Gisteren waren we op bezoek bij onze oude lieve tante in het verpleegtehuis. Vreemd genoeg woont ze formeel nog ergens anders, maar die woning moet ze aan houden voor het geval ze nog terug zou keren. Aan die dubbele bewoning zal, gezien haar toestand, naar de mens gesproken snel een einde komen. De laatste tijd is ze hard achteruit gegaan. Meermalen zagen we tijdens ons bezoek een stervende, maar gisteren was ze plots helder en leek ze zich bewust te zijn van onze aanwezigheid. Ze praatte, hele zinnen, niet altijd verstaanbaar, maar toch …..
Zo was er fijn contact en ik liet haar het verhuisbericht van onze dochter zien. ‘Lief hè’ zei ze en ze mompelde er nog wat zinnen achteraan. Ook op tal van foto’s op mijn mobiel leek ze te reageren alsof ze iets herkende. Mooi om mee te maken; de laatste keren was het immers heel anders geweest. Opmerkelijk genoeg bleef ze lang wakker en wisselden we daarom met enige regelmaat blikken van herkenning; fijn om zo bij elkaar te zijn.

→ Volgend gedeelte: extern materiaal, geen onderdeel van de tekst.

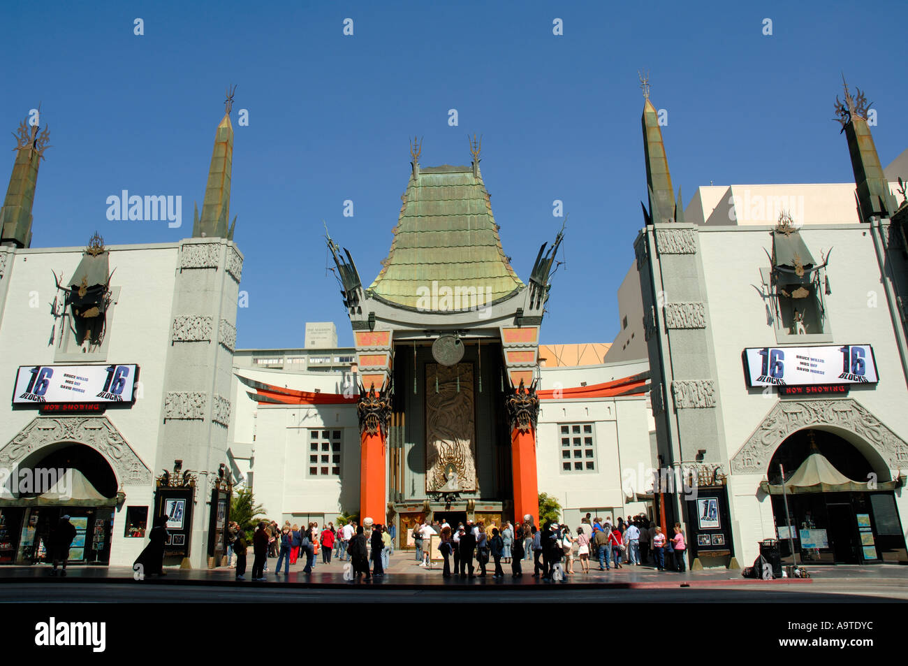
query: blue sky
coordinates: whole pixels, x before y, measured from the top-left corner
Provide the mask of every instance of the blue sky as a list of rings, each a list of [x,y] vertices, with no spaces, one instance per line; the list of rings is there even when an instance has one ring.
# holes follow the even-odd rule
[[[408,138],[423,137],[423,166],[466,164],[467,135],[481,134],[505,253],[524,281],[560,227],[553,200],[569,215],[542,341],[611,342],[643,224],[637,70],[668,111],[686,204],[710,182],[848,182],[831,120],[842,71],[878,111],[883,165],[908,146],[904,19],[896,2],[4,3],[0,130],[43,103],[53,147],[33,247],[82,245],[95,230],[108,244],[174,242],[192,234],[223,91],[238,84],[231,214],[249,294],[238,345],[262,348],[301,346],[307,321],[333,320],[351,343],[321,221],[368,284],[397,223]],[[0,151],[4,185],[12,164]],[[181,195],[183,226],[108,221],[106,198],[123,189]]]

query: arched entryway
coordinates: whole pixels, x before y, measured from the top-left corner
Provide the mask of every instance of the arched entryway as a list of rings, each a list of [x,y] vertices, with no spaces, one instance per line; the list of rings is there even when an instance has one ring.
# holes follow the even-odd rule
[[[94,448],[58,442],[24,457],[0,499],[0,562],[47,562],[52,530],[64,515],[76,536],[69,562],[110,562],[118,482],[107,459]]]
[[[873,447],[843,434],[851,435],[833,427],[798,430],[769,461],[761,487],[771,495],[783,561],[791,562],[794,547],[807,563],[903,562],[893,492],[901,482],[889,480]]]

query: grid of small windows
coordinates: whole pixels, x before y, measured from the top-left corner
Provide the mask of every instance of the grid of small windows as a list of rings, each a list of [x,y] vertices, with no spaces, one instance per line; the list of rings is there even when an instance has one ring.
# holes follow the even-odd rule
[[[561,431],[561,471],[596,472],[596,436],[592,423],[568,423]]]
[[[309,475],[340,476],[340,430],[309,431]]]

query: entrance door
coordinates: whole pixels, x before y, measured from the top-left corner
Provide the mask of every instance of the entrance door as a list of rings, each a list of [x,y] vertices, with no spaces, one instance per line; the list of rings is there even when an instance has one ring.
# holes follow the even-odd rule
[[[467,512],[465,511],[435,512],[434,518],[439,522],[448,521],[448,524],[451,526],[452,531],[457,530],[458,523],[459,522],[467,524]]]
[[[854,511],[851,504],[827,504],[829,547],[836,564],[857,564]]]

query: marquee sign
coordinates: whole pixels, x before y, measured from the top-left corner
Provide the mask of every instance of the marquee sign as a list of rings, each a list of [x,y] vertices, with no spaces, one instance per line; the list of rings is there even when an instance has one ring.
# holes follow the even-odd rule
[[[763,347],[744,351],[748,386],[816,386],[876,383],[869,344]]]
[[[20,365],[13,404],[132,403],[137,365]]]

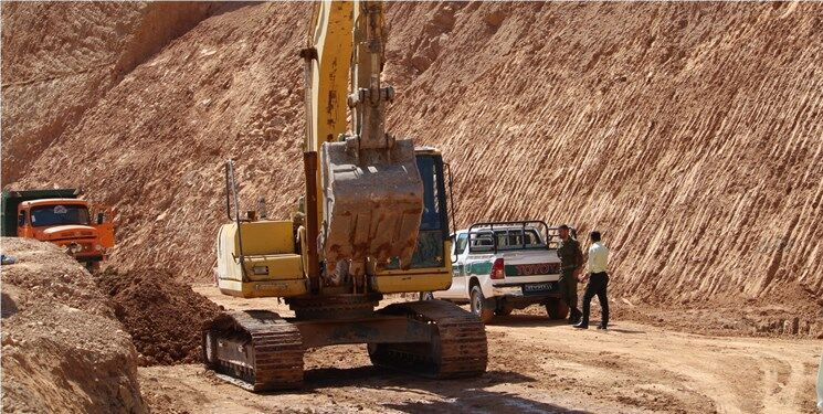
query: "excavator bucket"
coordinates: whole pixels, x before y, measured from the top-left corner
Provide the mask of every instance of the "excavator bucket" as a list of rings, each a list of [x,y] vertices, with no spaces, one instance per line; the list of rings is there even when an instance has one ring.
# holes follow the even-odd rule
[[[423,212],[423,183],[411,140],[390,148],[357,149],[350,142],[323,146],[327,263],[351,259],[362,274],[367,258],[378,267],[400,258],[411,265]]]

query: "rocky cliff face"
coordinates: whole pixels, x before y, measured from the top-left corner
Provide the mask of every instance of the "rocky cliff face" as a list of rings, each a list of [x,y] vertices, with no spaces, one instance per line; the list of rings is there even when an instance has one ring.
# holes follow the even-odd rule
[[[6,182],[85,188],[119,212],[114,259],[191,278],[210,273],[224,159],[249,205],[264,195],[287,216],[307,1],[203,1],[173,19],[147,10],[188,2],[6,2]],[[392,1],[391,129],[444,150],[458,225],[602,230],[621,295],[817,306],[821,7]],[[8,29],[28,25],[40,33]]]

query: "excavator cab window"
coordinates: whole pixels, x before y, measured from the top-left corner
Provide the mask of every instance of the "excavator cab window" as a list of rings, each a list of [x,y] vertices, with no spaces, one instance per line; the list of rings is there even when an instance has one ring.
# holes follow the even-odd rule
[[[437,169],[434,157],[418,157],[418,170],[423,179],[423,215],[420,230],[441,230],[440,185],[442,168]]]
[[[450,234],[443,158],[440,155],[418,153],[416,159],[423,180],[423,214],[412,268],[443,267],[449,253],[443,251],[443,244]]]
[[[423,181],[423,214],[420,217],[418,246],[412,256],[412,268],[433,268],[445,266],[443,250],[450,240],[449,215],[446,210],[446,187],[443,174],[443,158],[440,155],[418,153],[418,171]],[[387,269],[397,269],[400,262],[394,257]]]

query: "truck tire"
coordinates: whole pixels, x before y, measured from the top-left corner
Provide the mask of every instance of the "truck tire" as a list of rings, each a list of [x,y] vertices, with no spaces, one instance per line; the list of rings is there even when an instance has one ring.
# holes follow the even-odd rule
[[[551,320],[566,319],[569,316],[569,306],[560,298],[551,298],[546,302],[546,315]]]
[[[472,286],[472,314],[477,315],[483,323],[487,323],[495,316],[495,302],[483,296],[483,290],[477,285]]]

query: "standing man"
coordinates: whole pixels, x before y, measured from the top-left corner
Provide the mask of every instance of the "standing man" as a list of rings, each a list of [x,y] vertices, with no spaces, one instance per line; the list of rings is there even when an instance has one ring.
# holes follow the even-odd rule
[[[600,241],[600,232],[593,231],[589,235],[591,247],[589,247],[589,284],[585,286],[583,294],[583,320],[576,325],[574,328],[589,328],[589,314],[591,312],[591,298],[595,295],[600,300],[600,325],[598,329],[606,329],[609,326],[609,298],[605,296],[605,288],[609,286],[609,274],[605,273],[609,263],[609,250]]]
[[[562,266],[562,276],[560,277],[560,288],[562,298],[569,307],[569,325],[574,325],[580,319],[580,309],[578,309],[578,277],[583,272],[583,252],[580,251],[580,243],[569,235],[569,226],[563,224],[558,227],[560,235],[560,246],[557,248],[557,255],[560,256]]]

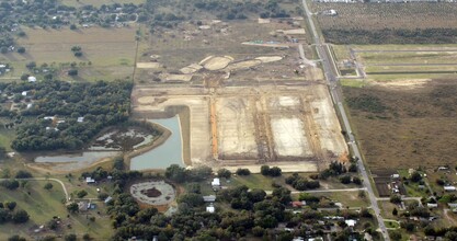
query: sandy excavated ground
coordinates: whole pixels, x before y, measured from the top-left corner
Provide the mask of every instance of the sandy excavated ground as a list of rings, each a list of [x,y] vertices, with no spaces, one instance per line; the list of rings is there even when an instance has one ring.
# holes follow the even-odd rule
[[[160,62],[137,62],[139,69],[159,69],[163,66]]]
[[[231,61],[233,58],[230,56],[216,56],[201,61],[201,65],[207,70],[219,70],[226,68]]]
[[[301,157],[312,154],[299,118],[286,117],[272,120],[276,152],[281,157]]]
[[[219,99],[217,103],[218,151],[222,158],[258,157],[258,146],[253,129],[254,119],[250,113],[248,99]]]
[[[192,165],[279,163],[283,170],[312,171],[320,162],[327,163],[346,151],[324,84],[226,87],[217,92],[145,88],[135,92],[138,97],[134,99],[134,112],[190,107]]]

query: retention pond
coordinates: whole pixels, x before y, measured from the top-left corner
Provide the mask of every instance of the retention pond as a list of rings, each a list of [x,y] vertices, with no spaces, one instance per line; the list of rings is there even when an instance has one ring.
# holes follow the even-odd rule
[[[148,120],[169,129],[171,136],[159,147],[132,158],[130,170],[167,169],[171,164],[184,167],[183,141],[179,116]]]

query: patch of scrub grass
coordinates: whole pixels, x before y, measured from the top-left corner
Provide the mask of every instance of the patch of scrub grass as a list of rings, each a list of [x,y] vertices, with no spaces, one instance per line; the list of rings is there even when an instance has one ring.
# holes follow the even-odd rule
[[[273,182],[284,184],[284,179],[264,176],[262,174],[250,174],[250,175],[237,175],[230,179],[230,186],[247,185],[249,188],[260,188],[260,190],[273,190]]]
[[[384,221],[388,229],[398,229],[400,225],[397,221]]]
[[[0,127],[0,147],[4,147],[7,151],[11,151],[11,141],[14,139],[14,130]]]
[[[363,88],[368,84],[366,80],[340,79],[343,87]]]

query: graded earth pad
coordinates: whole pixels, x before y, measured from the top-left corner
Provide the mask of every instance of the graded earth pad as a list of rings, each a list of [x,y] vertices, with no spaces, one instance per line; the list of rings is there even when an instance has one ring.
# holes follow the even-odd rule
[[[230,56],[216,56],[201,62],[207,70],[220,70],[228,66],[233,60]]]
[[[329,95],[327,89],[318,87],[316,89],[317,96]],[[317,135],[319,135],[320,146],[322,150],[328,150],[336,156],[343,153],[346,150],[346,145],[341,135],[340,124],[336,118],[329,118],[329,116],[335,115],[333,104],[328,97],[312,97],[309,100],[312,108],[312,118],[317,124]]]
[[[258,146],[254,119],[248,99],[227,97],[217,102],[217,135],[219,158],[255,159]]]
[[[145,117],[171,106],[188,106],[187,165],[284,163],[287,170],[305,171],[327,167],[346,151],[325,90],[324,84],[225,87],[215,92],[142,88],[135,90],[138,97],[133,102],[134,112]]]
[[[139,69],[159,69],[162,68],[160,62],[137,62]]]
[[[275,150],[279,157],[312,154],[299,118],[274,118],[272,128]]]
[[[164,181],[136,183],[130,186],[135,199],[148,205],[167,205],[174,200],[175,192],[172,185]]]

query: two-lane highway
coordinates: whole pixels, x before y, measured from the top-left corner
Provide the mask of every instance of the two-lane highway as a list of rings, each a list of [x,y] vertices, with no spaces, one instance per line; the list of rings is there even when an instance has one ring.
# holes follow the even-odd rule
[[[325,76],[325,79],[329,84],[330,94],[333,99],[333,103],[336,105],[336,111],[340,113],[341,118],[343,120],[344,129],[347,133],[349,140],[350,140],[350,147],[353,150],[353,153],[355,158],[357,158],[357,164],[358,164],[358,171],[361,172],[363,179],[364,179],[364,186],[366,187],[368,192],[369,202],[372,203],[373,211],[375,213],[375,217],[378,220],[379,229],[382,233],[384,240],[390,241],[389,234],[387,233],[386,225],[384,223],[384,219],[380,216],[380,210],[378,206],[378,202],[376,199],[375,193],[373,191],[373,186],[369,182],[369,176],[366,171],[366,168],[364,165],[364,162],[362,161],[362,154],[359,152],[357,141],[355,139],[355,136],[352,134],[351,125],[346,115],[346,111],[344,110],[341,96],[341,91],[339,91],[339,84],[338,84],[338,78],[334,74],[334,71],[332,70],[332,65],[334,62],[331,62],[331,58],[329,58],[329,53],[325,50],[323,43],[321,42],[320,35],[316,31],[316,25],[312,20],[311,12],[309,11],[308,4],[306,0],[301,0],[306,18],[308,20],[309,28],[311,30],[312,38],[315,39],[316,50],[318,53],[319,58],[322,60],[322,69]]]

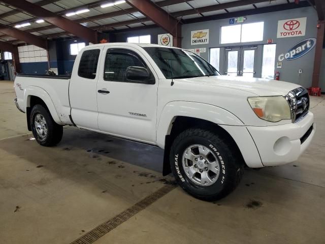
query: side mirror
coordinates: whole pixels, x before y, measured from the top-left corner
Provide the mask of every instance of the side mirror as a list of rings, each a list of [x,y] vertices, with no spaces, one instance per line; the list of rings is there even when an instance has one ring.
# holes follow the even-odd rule
[[[127,80],[145,84],[154,84],[154,80],[151,79],[148,70],[140,66],[131,66],[126,68],[126,77]]]

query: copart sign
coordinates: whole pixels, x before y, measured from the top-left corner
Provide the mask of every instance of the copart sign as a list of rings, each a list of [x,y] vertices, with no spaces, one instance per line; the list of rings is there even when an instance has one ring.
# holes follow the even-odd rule
[[[207,44],[208,43],[209,29],[191,32],[191,45]]]
[[[287,52],[280,54],[278,59],[280,62],[284,59],[286,60],[296,59],[311,51],[315,45],[316,38],[305,39],[294,46]]]
[[[306,22],[307,17],[279,20],[278,38],[304,36]]]

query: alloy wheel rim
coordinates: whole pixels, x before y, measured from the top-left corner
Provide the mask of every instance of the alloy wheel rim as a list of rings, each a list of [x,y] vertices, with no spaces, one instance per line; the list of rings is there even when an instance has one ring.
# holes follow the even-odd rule
[[[46,137],[48,130],[47,124],[45,118],[40,113],[37,114],[35,116],[34,127],[37,135],[41,139]]]
[[[186,148],[182,164],[187,177],[200,186],[211,186],[219,177],[220,166],[216,156],[202,145],[192,145]]]

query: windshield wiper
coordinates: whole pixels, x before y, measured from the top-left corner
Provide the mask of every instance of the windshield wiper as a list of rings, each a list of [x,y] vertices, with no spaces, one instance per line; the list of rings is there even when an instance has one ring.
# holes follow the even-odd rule
[[[184,79],[185,78],[196,78],[196,77],[202,77],[204,75],[182,75],[180,76],[175,76],[172,77],[172,79]]]
[[[208,74],[207,75],[205,75],[204,76],[215,76],[216,75],[218,75],[216,74]]]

Al spelend met mijn mobieltje kwam ik de liedjes van Matthijn Buwalda tegen en besloot er één voor haar af te spelen, Wat anders dan Uw Liefde laat nooit los had ik kunnen kiezen? Ondertussen keken we elkaar aan en leek het alsof we het elkaar toezongen. Toen het afgelopen was realiseerde ik me dat Matthijn op dat moment in een klein theatertje in Utrecht stond, een optreden waar we graag bij hadden willen zijn, maar dat helaas uitverkocht was. Zou hij op hetzelfde moment hetzelfde lied gezongen hebben, ook voor mijn tante dus?
Zou hij zich gerealiseerd hebben dat zijn publiek eventjes groter was dan die 100 geluksvogels van die avond? We zullen het nooit weten, maar de gedachte alleen al ontroert me en zal de rest van mijn leven bij me blijven.
Synchroniciteit noemen ze dat: het verschijnsel dat je samen op hetzelfde moment dezelfde dingen ervaart. Het zal een menselijk verschijnsel zijn, maar het kost me geen moeite hier Gods hand in te zien; als je het wilt zien – zie je het, zoals psalm 111 zegt.
Toen we afscheid namen beantwoordde ze ons nadrukkelijk ‘tot ziens’ met het van haar bekende ‘dag-hoor’. Het elkaar weerzien is voor haar eenvoudigweg een gegeven, wij hadden er meer woorden voor nodig, ook meer omdat we daarmee het gevoel van een naderend aards afscheid wilden wegstoppen.
Scheiding baart afstand, verbondenheid is de verwekker van synchroniciteit.
Op de terugweg was het stil in de auto.